In the world of home drainage and foundation protection, sometimes the simplest solutions are the most effective. One part uses durable pipes and gravity to guide water away from your basement: drainage tiles.
A drainage tile system can prevent water from accumulating next to and degrading the concrete of your foundation. It’s an important part of keeping your basement dry, but you can place drainage tiles elsewhere on your property, too!
What Is Drainage Tile?
Drainage tile isn’t exactly what it sounds like – it’s not tile at all, but rather a perforated PVC pipe laid beneath the ground. The purpose is to collect water before it can enter a basement or crawl space. It either directs the water in a spot away from the home’s foundation or guides it into a collection pit where a sump pump sends it to the storm sewers or a drainage ditch.
It’s one of the most enduring drainage systems in history – long before Isaac Newton discovered the laws of gravity, ancient Babylonians and Egyptians were using it to remove excess water from the soil. Originally, these systems were made from clay tiles, giving us the “tile” in drainage or weeping tile systems.
These days, plastic pipe is the ideal material for drainage tile. One kind uses rigid PVC piping with holes on one side facing down; the water enters the pipe from below. PVC is an exemplary material because it’s crush-resistant to a weight of 3000 pounds.
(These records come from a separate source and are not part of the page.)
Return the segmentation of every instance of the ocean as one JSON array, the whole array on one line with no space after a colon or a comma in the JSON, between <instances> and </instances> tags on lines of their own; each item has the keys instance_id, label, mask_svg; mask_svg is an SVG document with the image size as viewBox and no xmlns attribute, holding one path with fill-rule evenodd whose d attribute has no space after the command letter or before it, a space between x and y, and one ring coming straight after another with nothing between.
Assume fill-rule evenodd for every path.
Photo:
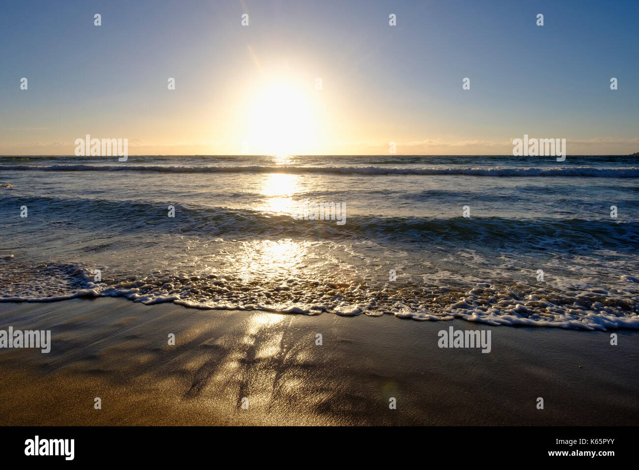
<instances>
[{"instance_id":1,"label":"ocean","mask_svg":"<svg viewBox=\"0 0 639 470\"><path fill-rule=\"evenodd\" d=\"M637 158L0 157L0 301L639 329Z\"/></svg>"}]
</instances>

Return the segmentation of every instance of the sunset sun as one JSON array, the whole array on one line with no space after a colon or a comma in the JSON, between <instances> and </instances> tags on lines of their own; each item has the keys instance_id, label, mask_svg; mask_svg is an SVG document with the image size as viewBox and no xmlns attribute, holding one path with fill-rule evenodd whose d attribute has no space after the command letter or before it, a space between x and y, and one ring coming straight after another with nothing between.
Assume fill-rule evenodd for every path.
<instances>
[{"instance_id":1,"label":"sunset sun","mask_svg":"<svg viewBox=\"0 0 639 470\"><path fill-rule=\"evenodd\" d=\"M286 77L266 81L252 93L245 115L249 153L304 153L317 140L315 92Z\"/></svg>"}]
</instances>

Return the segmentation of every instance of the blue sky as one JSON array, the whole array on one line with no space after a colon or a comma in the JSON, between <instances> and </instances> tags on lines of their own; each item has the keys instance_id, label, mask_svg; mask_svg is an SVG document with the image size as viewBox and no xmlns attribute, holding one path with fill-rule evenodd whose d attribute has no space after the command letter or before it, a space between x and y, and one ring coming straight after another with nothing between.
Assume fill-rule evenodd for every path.
<instances>
[{"instance_id":1,"label":"blue sky","mask_svg":"<svg viewBox=\"0 0 639 470\"><path fill-rule=\"evenodd\" d=\"M5 3L0 153L86 134L132 153L509 153L524 134L632 153L638 20L629 0Z\"/></svg>"}]
</instances>

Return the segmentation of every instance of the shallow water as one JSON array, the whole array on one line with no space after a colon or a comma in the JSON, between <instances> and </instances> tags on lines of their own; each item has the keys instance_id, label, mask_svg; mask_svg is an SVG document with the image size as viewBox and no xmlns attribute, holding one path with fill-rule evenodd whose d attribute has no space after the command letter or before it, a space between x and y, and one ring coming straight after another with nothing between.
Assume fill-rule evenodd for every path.
<instances>
[{"instance_id":1,"label":"shallow water","mask_svg":"<svg viewBox=\"0 0 639 470\"><path fill-rule=\"evenodd\" d=\"M638 178L619 156L0 157L0 300L639 328Z\"/></svg>"}]
</instances>

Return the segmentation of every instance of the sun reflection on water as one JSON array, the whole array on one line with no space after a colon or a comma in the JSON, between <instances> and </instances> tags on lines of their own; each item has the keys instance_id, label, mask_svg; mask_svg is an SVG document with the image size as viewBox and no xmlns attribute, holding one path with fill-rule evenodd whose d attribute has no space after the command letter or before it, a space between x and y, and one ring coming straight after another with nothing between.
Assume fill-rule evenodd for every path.
<instances>
[{"instance_id":1,"label":"sun reflection on water","mask_svg":"<svg viewBox=\"0 0 639 470\"><path fill-rule=\"evenodd\" d=\"M269 175L262 189L262 194L268 198L262 210L278 214L295 212L293 196L298 192L298 180L299 176L295 175Z\"/></svg>"}]
</instances>

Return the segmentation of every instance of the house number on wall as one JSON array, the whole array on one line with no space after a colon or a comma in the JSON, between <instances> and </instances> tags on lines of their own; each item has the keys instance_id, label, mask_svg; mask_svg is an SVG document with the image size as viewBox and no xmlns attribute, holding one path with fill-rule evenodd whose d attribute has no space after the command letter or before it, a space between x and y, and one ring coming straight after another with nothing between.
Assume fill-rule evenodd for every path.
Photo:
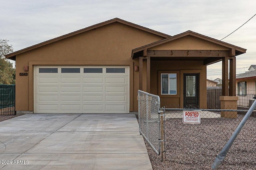
<instances>
[{"instance_id":1,"label":"house number on wall","mask_svg":"<svg viewBox=\"0 0 256 170\"><path fill-rule=\"evenodd\" d=\"M20 76L27 76L28 75L28 73L20 73Z\"/></svg>"}]
</instances>

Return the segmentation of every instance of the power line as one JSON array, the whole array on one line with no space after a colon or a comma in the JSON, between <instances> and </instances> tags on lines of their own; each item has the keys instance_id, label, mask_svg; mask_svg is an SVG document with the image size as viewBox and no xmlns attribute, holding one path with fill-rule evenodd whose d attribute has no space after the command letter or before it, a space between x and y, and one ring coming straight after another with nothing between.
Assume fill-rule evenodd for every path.
<instances>
[{"instance_id":1,"label":"power line","mask_svg":"<svg viewBox=\"0 0 256 170\"><path fill-rule=\"evenodd\" d=\"M222 38L222 39L220 40L220 41L222 40L223 40L224 38L226 38L227 37L228 37L228 36L230 36L230 35L231 35L233 33L234 33L237 30L238 30L238 29L239 29L239 28L240 28L241 27L242 27L242 26L243 26L246 23L247 23L247 22L248 22L249 21L250 21L250 20L251 20L251 19L253 17L254 17L254 16L255 16L256 15L256 14L255 14L250 19L249 19L247 21L246 21L245 23L243 25L242 25L242 26L240 26L238 29L237 29L236 30L234 30L234 31L233 31L233 32L232 32L232 33L231 33L230 34L229 34L227 36L226 36L226 37L224 37L223 38Z\"/></svg>"},{"instance_id":2,"label":"power line","mask_svg":"<svg viewBox=\"0 0 256 170\"><path fill-rule=\"evenodd\" d=\"M236 69L245 69L245 68L249 68L249 67L250 67L248 66L248 67L244 67L237 68ZM207 72L222 71L222 70L215 70L215 71L207 71Z\"/></svg>"}]
</instances>

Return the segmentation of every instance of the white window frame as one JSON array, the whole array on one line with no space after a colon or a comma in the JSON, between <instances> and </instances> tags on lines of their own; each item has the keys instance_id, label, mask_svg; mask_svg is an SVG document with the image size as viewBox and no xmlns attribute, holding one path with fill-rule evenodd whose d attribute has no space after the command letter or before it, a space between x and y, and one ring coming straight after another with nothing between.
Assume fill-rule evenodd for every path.
<instances>
[{"instance_id":1,"label":"white window frame","mask_svg":"<svg viewBox=\"0 0 256 170\"><path fill-rule=\"evenodd\" d=\"M162 75L168 75L168 93L163 93L162 91ZM176 88L175 93L170 94L170 75L176 75L176 87L174 88ZM176 73L161 73L161 94L162 95L177 95L178 93L178 89L177 89L177 74Z\"/></svg>"},{"instance_id":2,"label":"white window frame","mask_svg":"<svg viewBox=\"0 0 256 170\"><path fill-rule=\"evenodd\" d=\"M242 84L243 83L244 83L244 88L245 89L244 90L244 92L245 94L243 94L243 91L241 90L242 93L240 94L240 83ZM246 82L245 81L239 81L237 83L237 94L238 96L246 96L246 90L247 90L247 87L246 87ZM242 89L241 89L242 90Z\"/></svg>"}]
</instances>

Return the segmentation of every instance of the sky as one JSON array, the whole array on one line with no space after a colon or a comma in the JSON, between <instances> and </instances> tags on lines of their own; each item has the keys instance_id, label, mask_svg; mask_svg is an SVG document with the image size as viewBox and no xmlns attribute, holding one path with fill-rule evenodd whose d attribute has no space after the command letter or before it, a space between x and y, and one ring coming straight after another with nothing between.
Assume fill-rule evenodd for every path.
<instances>
[{"instance_id":1,"label":"sky","mask_svg":"<svg viewBox=\"0 0 256 170\"><path fill-rule=\"evenodd\" d=\"M115 18L174 36L191 30L220 40L256 14L255 0L0 0L0 39L14 51ZM256 16L222 41L247 49L236 73L256 65ZM207 78L222 78L221 62Z\"/></svg>"}]
</instances>

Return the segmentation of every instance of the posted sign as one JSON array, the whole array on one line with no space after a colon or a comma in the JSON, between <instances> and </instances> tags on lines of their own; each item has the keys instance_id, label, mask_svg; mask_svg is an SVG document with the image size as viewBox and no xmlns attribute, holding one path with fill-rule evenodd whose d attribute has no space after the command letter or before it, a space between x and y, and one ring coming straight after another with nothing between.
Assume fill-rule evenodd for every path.
<instances>
[{"instance_id":1,"label":"posted sign","mask_svg":"<svg viewBox=\"0 0 256 170\"><path fill-rule=\"evenodd\" d=\"M201 123L201 111L183 111L182 122L183 123Z\"/></svg>"}]
</instances>

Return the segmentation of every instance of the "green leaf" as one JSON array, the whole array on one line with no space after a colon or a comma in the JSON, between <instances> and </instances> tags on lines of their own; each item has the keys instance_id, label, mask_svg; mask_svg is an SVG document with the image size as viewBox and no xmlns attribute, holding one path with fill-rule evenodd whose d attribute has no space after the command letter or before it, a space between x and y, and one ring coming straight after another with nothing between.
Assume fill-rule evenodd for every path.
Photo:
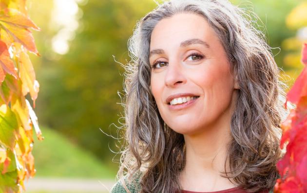
<instances>
[{"instance_id":1,"label":"green leaf","mask_svg":"<svg viewBox=\"0 0 307 193\"><path fill-rule=\"evenodd\" d=\"M17 170L0 175L0 193L18 193L19 188L17 183Z\"/></svg>"},{"instance_id":2,"label":"green leaf","mask_svg":"<svg viewBox=\"0 0 307 193\"><path fill-rule=\"evenodd\" d=\"M15 114L6 105L0 106L0 141L12 151L16 142L15 131L17 128Z\"/></svg>"}]
</instances>

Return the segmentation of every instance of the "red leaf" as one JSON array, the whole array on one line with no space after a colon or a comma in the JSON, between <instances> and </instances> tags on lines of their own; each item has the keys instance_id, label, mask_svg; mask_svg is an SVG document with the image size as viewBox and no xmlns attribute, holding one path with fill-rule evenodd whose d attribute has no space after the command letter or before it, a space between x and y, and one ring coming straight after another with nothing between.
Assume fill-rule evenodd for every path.
<instances>
[{"instance_id":1,"label":"red leaf","mask_svg":"<svg viewBox=\"0 0 307 193\"><path fill-rule=\"evenodd\" d=\"M28 17L14 9L7 8L0 13L0 20L24 28L31 27L36 30L40 30Z\"/></svg>"},{"instance_id":2,"label":"red leaf","mask_svg":"<svg viewBox=\"0 0 307 193\"><path fill-rule=\"evenodd\" d=\"M6 72L17 78L17 73L13 61L10 58L6 44L0 40L0 64Z\"/></svg>"},{"instance_id":3,"label":"red leaf","mask_svg":"<svg viewBox=\"0 0 307 193\"><path fill-rule=\"evenodd\" d=\"M8 34L9 34L13 37L16 42L20 43L29 51L39 55L38 52L35 45L34 38L29 30L4 22L0 22L0 23L5 29Z\"/></svg>"}]
</instances>

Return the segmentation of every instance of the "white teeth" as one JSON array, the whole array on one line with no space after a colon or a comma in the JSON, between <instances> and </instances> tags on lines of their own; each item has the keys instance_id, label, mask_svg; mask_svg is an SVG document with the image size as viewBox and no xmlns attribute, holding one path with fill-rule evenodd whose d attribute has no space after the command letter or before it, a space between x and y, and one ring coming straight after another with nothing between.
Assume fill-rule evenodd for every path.
<instances>
[{"instance_id":1,"label":"white teeth","mask_svg":"<svg viewBox=\"0 0 307 193\"><path fill-rule=\"evenodd\" d=\"M173 99L171 101L171 105L174 105L176 104L181 104L182 103L185 103L188 102L191 100L194 100L196 99L196 97L194 96L188 96L185 97L178 97Z\"/></svg>"}]
</instances>

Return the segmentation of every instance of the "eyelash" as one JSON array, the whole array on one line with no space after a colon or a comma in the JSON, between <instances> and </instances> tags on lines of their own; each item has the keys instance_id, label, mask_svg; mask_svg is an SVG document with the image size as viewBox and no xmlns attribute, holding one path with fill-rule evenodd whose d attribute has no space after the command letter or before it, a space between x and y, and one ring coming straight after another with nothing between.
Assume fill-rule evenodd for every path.
<instances>
[{"instance_id":1,"label":"eyelash","mask_svg":"<svg viewBox=\"0 0 307 193\"><path fill-rule=\"evenodd\" d=\"M203 58L204 58L205 57L205 56L204 56L204 55L200 54L199 54L199 53L191 53L191 54L190 54L190 55L188 56L188 57L190 57L190 56L199 56L200 58L199 58L199 59L198 59L198 60L201 60L201 59L203 59ZM154 64L153 64L153 65L152 65L152 69L156 69L156 68L157 68L156 67L156 65L157 65L158 64L159 64L159 63L162 63L162 62L164 62L164 63L166 63L166 62L163 62L163 61L160 61L160 60L157 60L157 61L155 61L154 63Z\"/></svg>"}]
</instances>

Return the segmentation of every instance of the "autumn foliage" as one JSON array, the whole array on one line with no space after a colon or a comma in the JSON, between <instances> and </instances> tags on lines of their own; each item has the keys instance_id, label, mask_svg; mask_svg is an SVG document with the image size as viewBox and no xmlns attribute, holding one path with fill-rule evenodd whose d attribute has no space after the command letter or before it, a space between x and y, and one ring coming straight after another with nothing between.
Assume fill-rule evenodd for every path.
<instances>
[{"instance_id":1,"label":"autumn foliage","mask_svg":"<svg viewBox=\"0 0 307 193\"><path fill-rule=\"evenodd\" d=\"M37 55L30 29L39 28L27 16L25 0L0 1L0 193L19 193L35 174L31 154L34 128L42 140L35 106L39 84L28 55Z\"/></svg>"},{"instance_id":2,"label":"autumn foliage","mask_svg":"<svg viewBox=\"0 0 307 193\"><path fill-rule=\"evenodd\" d=\"M296 108L282 124L281 148L288 144L286 155L277 163L281 179L275 185L275 193L307 193L307 44L302 61L305 68L287 95L287 100Z\"/></svg>"}]
</instances>

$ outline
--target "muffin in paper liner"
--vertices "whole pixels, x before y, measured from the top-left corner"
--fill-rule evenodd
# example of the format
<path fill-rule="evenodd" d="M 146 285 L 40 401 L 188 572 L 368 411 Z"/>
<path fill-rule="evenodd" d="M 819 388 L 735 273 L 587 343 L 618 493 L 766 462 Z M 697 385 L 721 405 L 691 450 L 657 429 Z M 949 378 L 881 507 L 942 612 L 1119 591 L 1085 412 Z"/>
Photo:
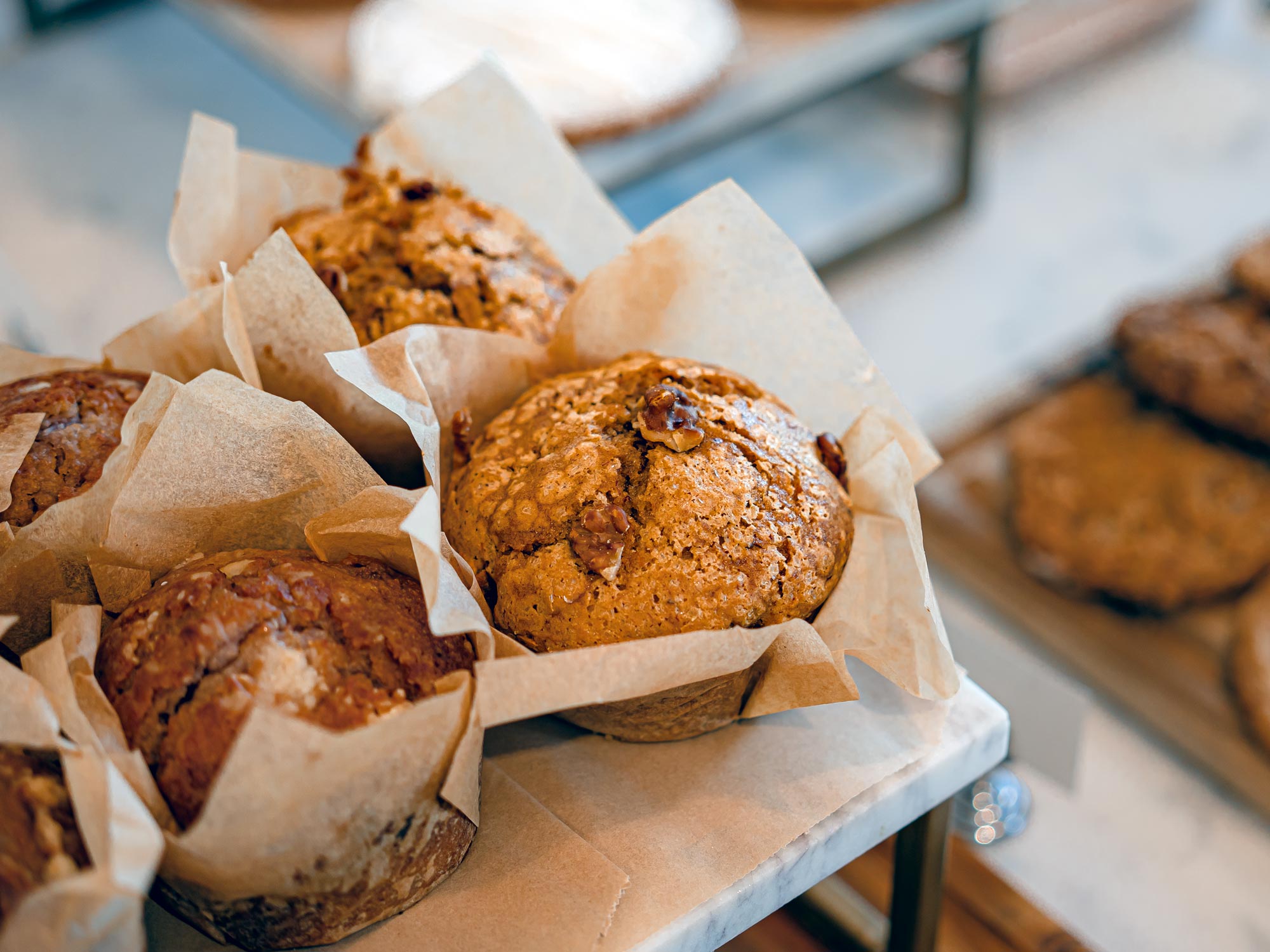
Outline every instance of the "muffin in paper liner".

Another common material is flexible, corrugated plastic with small slits on the top that let water into the pipe. The perforations are small enough to stop large soil particles from entering and clogging up the system, but you’ll often find it installed with a fabric covering to ensure nothing can get in. Whatever the material, most tile systems connect to the sump pump, which will expel water away.
Where Can You Use Drainage Tile?
The most common site for drainage tile is at the foot of residential concrete foundations. Water flows based on gravity, and often, the soil points towards the home; drainage tiles collect water and help move it away from the foundation, where it sends the water away from the foundation. Contractors can install them either around the outside of the home’s foundation or inside the basement beneath the floor slab. These days, it’s more common to place them outside for accessibility should the foundation require drainage repairs.
The tile is not limited to foundation protection – anywhere there’s a drainage problem, tile could be part of the solution. Homeowners can have drain tile systems installed under their driveways, gardens, and low points on landscaping that attract standing water. You’ll often see them in trench systems around pools, too.